For a data warehouse table that is loaded periodically, you want to either rebuild or reorganize, depending on time allotted, and how many UPDATE and DELETE operations have occurred. Once you have compressed filegroups, things happen automatically.

Forcing the tuple mover to start by running REORGANIZE has the process combine the two compressed row groups, as the larger the number of rows in the rowgroup, up to the maximum, is better.

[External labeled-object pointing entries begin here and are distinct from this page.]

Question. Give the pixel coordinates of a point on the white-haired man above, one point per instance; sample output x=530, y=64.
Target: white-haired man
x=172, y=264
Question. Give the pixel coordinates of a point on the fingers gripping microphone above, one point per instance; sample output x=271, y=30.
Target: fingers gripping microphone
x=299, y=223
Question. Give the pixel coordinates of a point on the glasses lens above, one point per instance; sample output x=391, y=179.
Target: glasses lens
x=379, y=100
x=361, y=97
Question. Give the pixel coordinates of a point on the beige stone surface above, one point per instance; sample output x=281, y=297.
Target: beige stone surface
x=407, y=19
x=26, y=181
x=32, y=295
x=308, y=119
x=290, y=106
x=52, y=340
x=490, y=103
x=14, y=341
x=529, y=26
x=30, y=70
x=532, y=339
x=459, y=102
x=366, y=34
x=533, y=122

Using ALTER INDEX...REBUILD skips directly to having all of the rowgroups compressed in the best fashion possible, much like dropping and recreating the index, but it is an offline process just like initially recreating the index.

 

Example 1:

Answer:

Example 2: When you query the sys.dm_db_index_physical_stats DMV, you see that the clustered index has a page count greater than 500 and fragmentation is 34%. In this case, you should rebuild the index.

 

In addition, to find missing indexes, use

sys.dm_db_missing_index_details,

sys.dm_db_missing_index_groups, and

sys.dm_db_missing_index_group_stats.